Marta Kurzyńska, Interia: – Istnieje jeszcze granica politycznego picu w kampanii?

Prof. Przemysław Sadura, socjolog, Uniwersytet Warszawski: – Nie sądzę. Już wszystkie granice zostały przekroczone. Mamy Karola Nawrockiego, który w sposób ewidentny kłamie w sprawie wydawałoby się prozaicznej, bo służbowego mieszkania. Mamy też kandydata, mówię tutaj o Krzysztofie Stanowskim, który zgłaszając swoją kandydaturę jednocześnie podważa sensowność instytucji wyborów prezydenckich. To cyniczna manipulacja. W tym wyścigu możemy spodziewać się wszystkiego.

A jak wyborcy odbierają to, że kandydaci stroją się w różne piórka?

– Wyborcy są przyzwyczajeni do takich chwytów. To wybory, w których ważna jest osobowość kandydata nie opcja polityczna. To zmusza startujących do lansu.

To plebiscyt popularności?

 Trochę plebiscyt popularności, trochę rykowisko.

A kto najgłośniej ryczy na tym rykowisku?

– Wszyscy na swój sposób próbują wabić wyborców.

Kto to robi najzręczniej?

– Liderem sondaży jest Rafał Trzaskowski, ale to jest kandydat, który przez ostatnie lata permanentnie był „kandydatem na kandydata”.

– Ma ten problem, bo z drugiej strony mamy niby niezależnego kandydata PiS, który pojawił się stosunkowo niedawno i ciągle notuje wzrost w sondażach, podczas kiedy wynik Trzaskowskiego stoi w miejscu, albo wręcz spada. Ta informacja to alarm dla sztabu Trzaskowskiego, ostatni dzwonek, żeby zmienić koncepcję kampanii zanim będzie za późno.

Co powinien zmienić w swojej strategii sztab Rafała Trzaskowskiego?

– Sztab Trzaskowskiego postawił na walkę o odległego od profilu Trzaskowskiego wyborcę. Bardziej konserwatywnego, spoza dużej aglomeracji. Ta kampania to od samego początku próba występowania nie na swoim gruncie. Egzotycznych dla prezydenta Warszawy spotkań z kołami gospodyń wiejskich.

A dotychczasowi wyborcy mogą czuć się zaniedbani?

– Tak. Temu nie towarzyszy wystarczająca uwaga skierowana na dotychczasowych wyborców, żeby utrzymać ich motywację. Mamy za to umizgi do wyborcy bardziej prawicowego.

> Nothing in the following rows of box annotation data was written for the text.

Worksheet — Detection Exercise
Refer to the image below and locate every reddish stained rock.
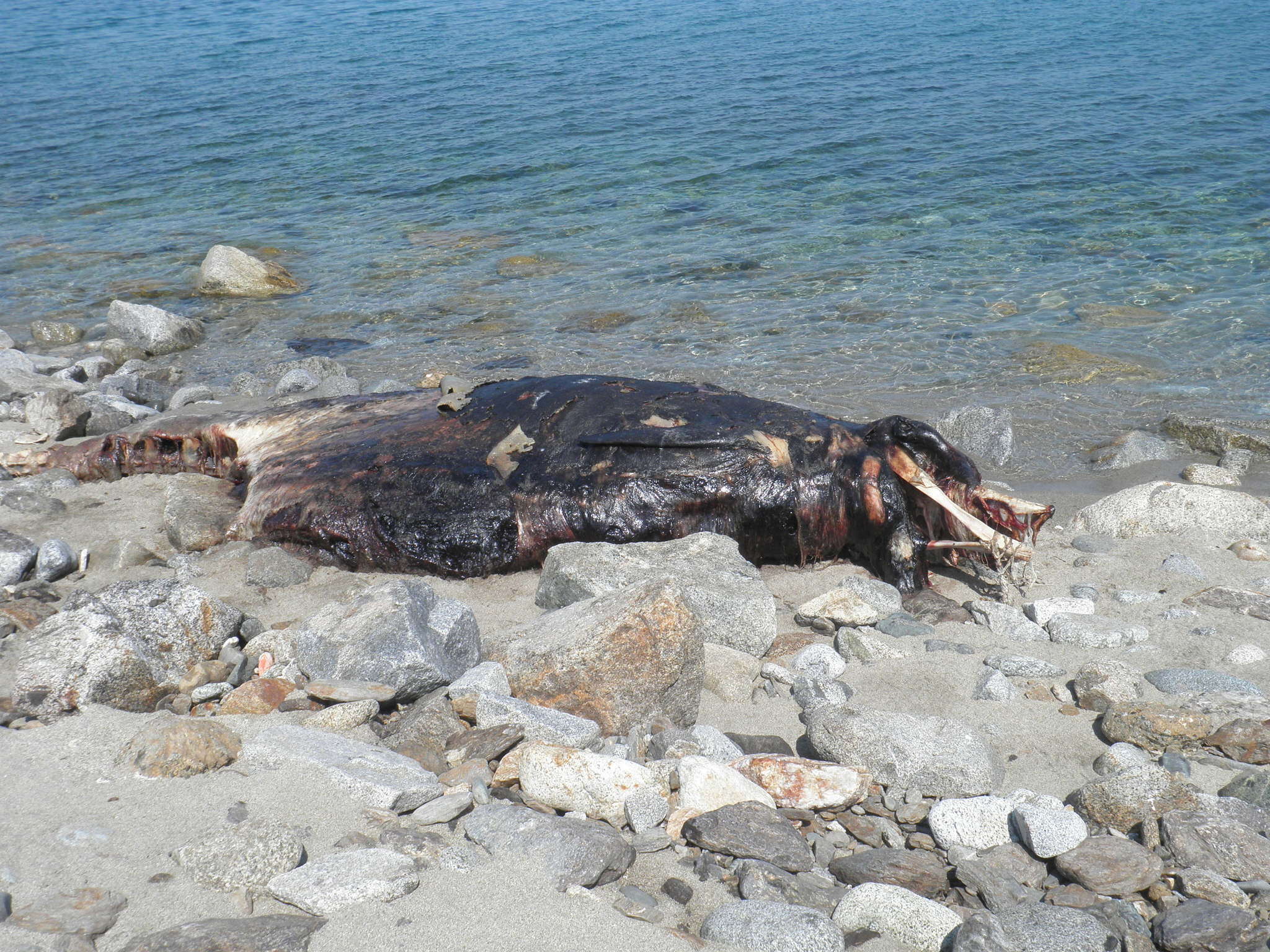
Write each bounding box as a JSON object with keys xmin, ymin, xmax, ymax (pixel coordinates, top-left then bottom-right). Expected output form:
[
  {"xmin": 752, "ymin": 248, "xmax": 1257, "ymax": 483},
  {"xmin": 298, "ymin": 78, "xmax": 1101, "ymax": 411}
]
[
  {"xmin": 732, "ymin": 754, "xmax": 873, "ymax": 810},
  {"xmin": 216, "ymin": 678, "xmax": 296, "ymax": 715},
  {"xmin": 1204, "ymin": 718, "xmax": 1270, "ymax": 764}
]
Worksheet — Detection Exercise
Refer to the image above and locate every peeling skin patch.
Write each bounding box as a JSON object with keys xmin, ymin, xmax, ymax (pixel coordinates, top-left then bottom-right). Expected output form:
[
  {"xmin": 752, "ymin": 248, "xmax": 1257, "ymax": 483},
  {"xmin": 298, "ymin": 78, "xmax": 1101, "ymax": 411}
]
[{"xmin": 485, "ymin": 425, "xmax": 533, "ymax": 482}]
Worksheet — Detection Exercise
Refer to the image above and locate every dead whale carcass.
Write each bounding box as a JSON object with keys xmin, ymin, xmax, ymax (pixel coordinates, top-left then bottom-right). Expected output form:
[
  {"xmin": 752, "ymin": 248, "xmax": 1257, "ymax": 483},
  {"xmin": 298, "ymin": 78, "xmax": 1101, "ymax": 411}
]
[{"xmin": 0, "ymin": 376, "xmax": 1053, "ymax": 590}]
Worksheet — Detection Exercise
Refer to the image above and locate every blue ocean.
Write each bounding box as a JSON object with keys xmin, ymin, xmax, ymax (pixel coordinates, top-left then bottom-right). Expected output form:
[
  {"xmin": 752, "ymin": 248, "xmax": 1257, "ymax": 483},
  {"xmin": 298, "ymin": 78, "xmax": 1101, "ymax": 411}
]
[{"xmin": 0, "ymin": 0, "xmax": 1270, "ymax": 471}]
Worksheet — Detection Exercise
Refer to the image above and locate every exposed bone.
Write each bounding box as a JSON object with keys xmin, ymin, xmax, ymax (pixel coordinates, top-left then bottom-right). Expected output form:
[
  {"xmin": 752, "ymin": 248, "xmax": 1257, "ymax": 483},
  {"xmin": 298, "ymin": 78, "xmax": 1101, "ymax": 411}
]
[{"xmin": 888, "ymin": 447, "xmax": 1031, "ymax": 561}]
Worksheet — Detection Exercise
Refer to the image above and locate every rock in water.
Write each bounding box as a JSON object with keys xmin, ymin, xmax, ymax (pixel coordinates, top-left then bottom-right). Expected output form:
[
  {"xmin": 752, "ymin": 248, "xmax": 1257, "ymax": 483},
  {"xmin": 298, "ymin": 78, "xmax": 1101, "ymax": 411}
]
[
  {"xmin": 464, "ymin": 803, "xmax": 635, "ymax": 891},
  {"xmin": 12, "ymin": 580, "xmax": 242, "ymax": 716},
  {"xmin": 489, "ymin": 573, "xmax": 709, "ymax": 735},
  {"xmin": 535, "ymin": 532, "xmax": 776, "ymax": 655},
  {"xmin": 296, "ymin": 579, "xmax": 480, "ymax": 700},
  {"xmin": 123, "ymin": 914, "xmax": 326, "ymax": 952},
  {"xmin": 805, "ymin": 706, "xmax": 1001, "ymax": 797},
  {"xmin": 120, "ymin": 715, "xmax": 242, "ymax": 777},
  {"xmin": 1070, "ymin": 481, "xmax": 1270, "ymax": 538},
  {"xmin": 194, "ymin": 245, "xmax": 300, "ymax": 297}
]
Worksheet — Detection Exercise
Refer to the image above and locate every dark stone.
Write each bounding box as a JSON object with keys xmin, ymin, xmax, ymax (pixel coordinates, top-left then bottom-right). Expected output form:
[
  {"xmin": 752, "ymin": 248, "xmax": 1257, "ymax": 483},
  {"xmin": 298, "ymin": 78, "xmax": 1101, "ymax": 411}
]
[
  {"xmin": 1152, "ymin": 899, "xmax": 1270, "ymax": 952},
  {"xmin": 829, "ymin": 848, "xmax": 949, "ymax": 899},
  {"xmin": 1054, "ymin": 837, "xmax": 1165, "ymax": 896},
  {"xmin": 123, "ymin": 915, "xmax": 326, "ymax": 952},
  {"xmin": 662, "ymin": 876, "xmax": 692, "ymax": 906},
  {"xmin": 683, "ymin": 800, "xmax": 815, "ymax": 872},
  {"xmin": 724, "ymin": 731, "xmax": 794, "ymax": 757}
]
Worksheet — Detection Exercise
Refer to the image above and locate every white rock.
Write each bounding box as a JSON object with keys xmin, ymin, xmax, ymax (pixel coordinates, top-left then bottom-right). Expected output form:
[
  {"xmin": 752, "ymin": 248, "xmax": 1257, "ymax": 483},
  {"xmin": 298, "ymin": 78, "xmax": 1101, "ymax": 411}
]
[
  {"xmin": 1024, "ymin": 598, "xmax": 1095, "ymax": 625},
  {"xmin": 926, "ymin": 796, "xmax": 1016, "ymax": 849},
  {"xmin": 790, "ymin": 645, "xmax": 847, "ymax": 681},
  {"xmin": 1069, "ymin": 481, "xmax": 1270, "ymax": 538},
  {"xmin": 242, "ymin": 723, "xmax": 442, "ymax": 814},
  {"xmin": 833, "ymin": 882, "xmax": 961, "ymax": 952},
  {"xmin": 730, "ymin": 754, "xmax": 873, "ymax": 810},
  {"xmin": 678, "ymin": 756, "xmax": 776, "ymax": 816},
  {"xmin": 269, "ymin": 847, "xmax": 419, "ymax": 915},
  {"xmin": 1011, "ymin": 803, "xmax": 1090, "ymax": 859},
  {"xmin": 795, "ymin": 576, "xmax": 904, "ymax": 626},
  {"xmin": 194, "ymin": 245, "xmax": 300, "ymax": 297},
  {"xmin": 521, "ymin": 743, "xmax": 659, "ymax": 826},
  {"xmin": 1225, "ymin": 641, "xmax": 1266, "ymax": 664}
]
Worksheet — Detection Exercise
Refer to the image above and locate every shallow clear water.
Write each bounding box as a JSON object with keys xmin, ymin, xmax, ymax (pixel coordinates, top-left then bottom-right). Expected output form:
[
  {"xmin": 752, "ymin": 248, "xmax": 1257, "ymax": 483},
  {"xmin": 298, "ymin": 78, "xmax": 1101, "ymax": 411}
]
[{"xmin": 0, "ymin": 0, "xmax": 1270, "ymax": 471}]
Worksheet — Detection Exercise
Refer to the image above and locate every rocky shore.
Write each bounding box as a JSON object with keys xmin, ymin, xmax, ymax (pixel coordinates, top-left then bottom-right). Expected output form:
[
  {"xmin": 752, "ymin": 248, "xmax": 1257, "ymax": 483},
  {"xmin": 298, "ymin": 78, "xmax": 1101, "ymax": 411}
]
[{"xmin": 0, "ymin": 249, "xmax": 1270, "ymax": 952}]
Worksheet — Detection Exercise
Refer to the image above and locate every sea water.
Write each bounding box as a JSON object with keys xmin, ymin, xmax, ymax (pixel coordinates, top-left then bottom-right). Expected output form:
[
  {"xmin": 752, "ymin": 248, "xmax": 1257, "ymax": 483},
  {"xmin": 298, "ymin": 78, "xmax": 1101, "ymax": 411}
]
[{"xmin": 0, "ymin": 0, "xmax": 1270, "ymax": 470}]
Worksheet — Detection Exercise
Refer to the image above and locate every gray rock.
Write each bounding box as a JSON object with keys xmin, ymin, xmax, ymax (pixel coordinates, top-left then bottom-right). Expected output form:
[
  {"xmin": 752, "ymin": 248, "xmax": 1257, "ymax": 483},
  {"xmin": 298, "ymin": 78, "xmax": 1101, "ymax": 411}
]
[
  {"xmin": 173, "ymin": 820, "xmax": 305, "ymax": 892},
  {"xmin": 1054, "ymin": 837, "xmax": 1165, "ymax": 896},
  {"xmin": 269, "ymin": 847, "xmax": 419, "ymax": 915},
  {"xmin": 1069, "ymin": 481, "xmax": 1270, "ymax": 538},
  {"xmin": 535, "ymin": 532, "xmax": 772, "ymax": 655},
  {"xmin": 464, "ymin": 803, "xmax": 635, "ymax": 891},
  {"xmin": 242, "ymin": 723, "xmax": 443, "ymax": 814},
  {"xmin": 965, "ymin": 598, "xmax": 1049, "ymax": 641},
  {"xmin": 805, "ymin": 706, "xmax": 1001, "ymax": 797},
  {"xmin": 476, "ymin": 692, "xmax": 601, "ymax": 749},
  {"xmin": 105, "ymin": 301, "xmax": 203, "ymax": 354},
  {"xmin": 1160, "ymin": 552, "xmax": 1204, "ymax": 579},
  {"xmin": 487, "ymin": 573, "xmax": 706, "ymax": 735},
  {"xmin": 970, "ymin": 668, "xmax": 1021, "ymax": 700},
  {"xmin": 246, "ymin": 546, "xmax": 314, "ymax": 589},
  {"xmin": 1143, "ymin": 668, "xmax": 1261, "ymax": 694},
  {"xmin": 983, "ymin": 655, "xmax": 1067, "ymax": 678},
  {"xmin": 1152, "ymin": 899, "xmax": 1270, "ymax": 952},
  {"xmin": 1091, "ymin": 430, "xmax": 1180, "ymax": 470},
  {"xmin": 0, "ymin": 529, "xmax": 39, "ymax": 585},
  {"xmin": 1010, "ymin": 803, "xmax": 1088, "ymax": 859},
  {"xmin": 1160, "ymin": 810, "xmax": 1270, "ymax": 881},
  {"xmin": 995, "ymin": 902, "xmax": 1116, "ymax": 952},
  {"xmin": 35, "ymin": 538, "xmax": 79, "ymax": 581},
  {"xmin": 12, "ymin": 580, "xmax": 242, "ymax": 716},
  {"xmin": 701, "ymin": 899, "xmax": 845, "ymax": 952},
  {"xmin": 683, "ymin": 800, "xmax": 815, "ymax": 872},
  {"xmin": 1046, "ymin": 613, "xmax": 1148, "ymax": 647},
  {"xmin": 122, "ymin": 914, "xmax": 326, "ymax": 952},
  {"xmin": 194, "ymin": 245, "xmax": 300, "ymax": 297},
  {"xmin": 296, "ymin": 579, "xmax": 480, "ymax": 700},
  {"xmin": 935, "ymin": 406, "xmax": 1015, "ymax": 466}
]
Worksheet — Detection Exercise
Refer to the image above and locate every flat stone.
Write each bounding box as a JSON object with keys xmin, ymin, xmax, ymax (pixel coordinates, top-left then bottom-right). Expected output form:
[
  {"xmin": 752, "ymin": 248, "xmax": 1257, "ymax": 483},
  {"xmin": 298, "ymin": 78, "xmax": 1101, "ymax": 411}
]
[
  {"xmin": 1054, "ymin": 837, "xmax": 1165, "ymax": 896},
  {"xmin": 1011, "ymin": 803, "xmax": 1088, "ymax": 859},
  {"xmin": 486, "ymin": 573, "xmax": 709, "ymax": 734},
  {"xmin": 683, "ymin": 801, "xmax": 815, "ymax": 872},
  {"xmin": 1143, "ymin": 668, "xmax": 1261, "ymax": 694},
  {"xmin": 296, "ymin": 579, "xmax": 480, "ymax": 700},
  {"xmin": 476, "ymin": 692, "xmax": 601, "ymax": 747},
  {"xmin": 732, "ymin": 754, "xmax": 871, "ymax": 810},
  {"xmin": 520, "ymin": 741, "xmax": 659, "ymax": 826},
  {"xmin": 535, "ymin": 532, "xmax": 776, "ymax": 656},
  {"xmin": 833, "ymin": 882, "xmax": 961, "ymax": 952},
  {"xmin": 1072, "ymin": 764, "xmax": 1199, "ymax": 831},
  {"xmin": 242, "ymin": 725, "xmax": 442, "ymax": 814},
  {"xmin": 805, "ymin": 706, "xmax": 1001, "ymax": 797},
  {"xmin": 269, "ymin": 847, "xmax": 419, "ymax": 915},
  {"xmin": 1160, "ymin": 810, "xmax": 1270, "ymax": 881},
  {"xmin": 6, "ymin": 888, "xmax": 128, "ymax": 938},
  {"xmin": 173, "ymin": 820, "xmax": 305, "ymax": 892},
  {"xmin": 118, "ymin": 715, "xmax": 242, "ymax": 777},
  {"xmin": 464, "ymin": 803, "xmax": 635, "ymax": 891},
  {"xmin": 1099, "ymin": 700, "xmax": 1213, "ymax": 750},
  {"xmin": 1046, "ymin": 612, "xmax": 1148, "ymax": 647},
  {"xmin": 701, "ymin": 899, "xmax": 845, "ymax": 952},
  {"xmin": 122, "ymin": 914, "xmax": 326, "ymax": 952},
  {"xmin": 829, "ymin": 847, "xmax": 949, "ymax": 899}
]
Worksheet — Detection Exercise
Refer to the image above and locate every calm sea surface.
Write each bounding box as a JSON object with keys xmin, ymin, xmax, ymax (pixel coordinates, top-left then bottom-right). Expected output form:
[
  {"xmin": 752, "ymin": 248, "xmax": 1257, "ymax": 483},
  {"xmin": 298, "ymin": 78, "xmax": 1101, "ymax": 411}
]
[{"xmin": 0, "ymin": 0, "xmax": 1270, "ymax": 471}]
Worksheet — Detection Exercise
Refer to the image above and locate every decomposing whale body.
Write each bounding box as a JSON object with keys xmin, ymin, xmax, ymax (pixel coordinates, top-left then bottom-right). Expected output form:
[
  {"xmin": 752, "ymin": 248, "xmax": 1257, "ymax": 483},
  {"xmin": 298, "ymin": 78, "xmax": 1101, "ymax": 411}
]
[{"xmin": 0, "ymin": 376, "xmax": 1053, "ymax": 590}]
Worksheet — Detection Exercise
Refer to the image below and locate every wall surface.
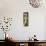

Jaki to może mieć skutek? Będzie bunt w elektoracie?

– Pamiętajmy, że Trzaskowski wziął w poprzednich wyborach nie tylko elektorat KO, także wyborców Lewicy i takich, którzy wcześniej w ogóle nie głosowali a teraz mogą się zastanowić czy warto znów pójść na wybory. Do tego kobiety, które przesądziły o wyniku tych wyborów są rozczarowane rządami koalicji i nie są już tak skłonne do udziału w wyborach.

Łatka polityka rządzącej koalicji będzie ciągnąć w dół Rafała Trzaskowskiego?

– Na pewno utrudnia mu ekspansję i pozyskiwanie nowych głosów.

A może Rafał Trzaskowski za wcześnie mruga okiem do prawicowego elektoratu?

– Może za wcześnie, a może powinien zmienić metodę.

– Jeszcze jest czas na eksperymenty. Jeżeli jakaś strategia nie działa to testuje się zmianę strategii. Po czasie jaki minął można uznać, że strategia sztabu Trzaskowskiego się nie sprawdza. Czas na zmianę. Badania powinny dać odpowiedź co nie działa. Czy Rafał Trzaskowski nie jest wiarygodny dla tradycyjnego wyborcy, czy nie przebił się z przekazem.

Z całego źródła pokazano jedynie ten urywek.